I write, I bake, I chase sunrises.

13 thoughts

  1. We used to have a decision bowl when I was living at home with my parents (years ago). Hubby and I need to revive that tradition. I like it!

  2. Love the decision bowl concept and love your Saturday kitchen decision bowl too! I’m really the only cook here in this house (the others do occasionally cook some basic stuff) but I don’t cook meals as exiting as you do! I think you’re far more experienced in the kitchen & of course you’ve travelled far more than me and therefore more culturally aware of the foods eaten in various countries! Saturday night is actually one of my easy nights where I get a break – might be home made pizza’s or burgers or taco’s – something like that. Sunday night is a bit more formal – often a roast dinner. Wednesday night seems to have become the night where I try new recipes. Strange how we get into these little routines isn’t it?

  3. I love this idea! A bunch of my lovely colleagues used to have a dinner club and we’d have a decision bowl full of names of the suburbs in Canberra. We’d pull out a name for the next month’s dinner and then the person who pulled it out had to pick a restaurant in that suburb. We tried so many new places that way – it was such fun. I never thought to do this for dinners at home as we go through quite a few different meals (I am food obsessed, as you may have guessed). I think it would be great for decisions around holidays though (when we’re finally allowed to travel again). Thanks for the inspiration!

    1. What a fabulous idea! We lived in Canberra for a number of years (my husband was brought up there) but we tended to go to the same places in the same suburbs.

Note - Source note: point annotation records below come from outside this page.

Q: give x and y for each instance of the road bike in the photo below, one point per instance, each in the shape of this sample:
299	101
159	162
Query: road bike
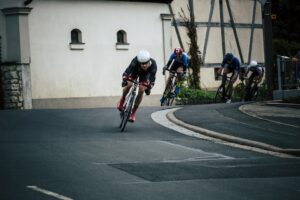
172	89
128	104
222	94
251	88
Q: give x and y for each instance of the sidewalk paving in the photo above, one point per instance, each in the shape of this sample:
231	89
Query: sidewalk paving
266	125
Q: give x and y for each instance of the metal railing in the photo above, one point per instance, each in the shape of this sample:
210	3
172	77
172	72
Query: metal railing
288	73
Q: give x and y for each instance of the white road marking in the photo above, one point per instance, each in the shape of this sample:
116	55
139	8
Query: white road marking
47	192
160	118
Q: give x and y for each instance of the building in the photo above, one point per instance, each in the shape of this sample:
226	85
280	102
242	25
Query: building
71	53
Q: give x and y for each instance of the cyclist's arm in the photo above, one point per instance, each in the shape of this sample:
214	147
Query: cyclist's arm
172	57
153	70
185	61
131	67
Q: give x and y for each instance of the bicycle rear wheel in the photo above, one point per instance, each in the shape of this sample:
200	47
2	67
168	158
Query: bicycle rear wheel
253	93
219	95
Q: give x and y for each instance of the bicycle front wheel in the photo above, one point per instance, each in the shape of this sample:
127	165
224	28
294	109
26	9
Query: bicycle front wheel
127	112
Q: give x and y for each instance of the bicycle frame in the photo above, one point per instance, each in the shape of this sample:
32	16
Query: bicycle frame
223	89
128	104
251	87
169	93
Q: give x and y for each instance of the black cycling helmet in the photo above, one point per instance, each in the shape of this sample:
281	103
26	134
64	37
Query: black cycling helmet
229	57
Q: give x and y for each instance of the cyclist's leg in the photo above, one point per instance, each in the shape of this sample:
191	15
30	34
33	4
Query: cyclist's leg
233	79
124	93
224	79
144	82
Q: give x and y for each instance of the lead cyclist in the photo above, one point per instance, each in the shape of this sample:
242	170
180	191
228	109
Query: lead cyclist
144	67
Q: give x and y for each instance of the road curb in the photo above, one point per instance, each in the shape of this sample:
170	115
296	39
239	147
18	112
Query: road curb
170	116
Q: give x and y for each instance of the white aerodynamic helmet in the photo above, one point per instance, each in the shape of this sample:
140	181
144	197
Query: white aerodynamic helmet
143	56
253	63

  4. The Decision Bowl is a great idea, Joanne. It seems to be resurrecting with many people staying home. Groups of friends used to hold these types of parties. And then there was the progressive dinner parties. A maybe on whether we are in. In a weird way we are booked up with virtual cocktail parties each weekend for awhile. Big question: would I have to dust my house beforehand? I will talk my to my husband about it. I know Donna has been in. They (Creighton) have been making quite elaborate meals.🙂

    1. We used to do a similar thing with friends many years ago, but it all dropped away. And as for your dusting question? Yeah…nah…

  5. I love this idea Jo! We order in once a week to help support our local eateries during COVID. We take it it in turns as to who decides what we eat and where we get it. It’s getting harder to decide. The decision bow would work a treat!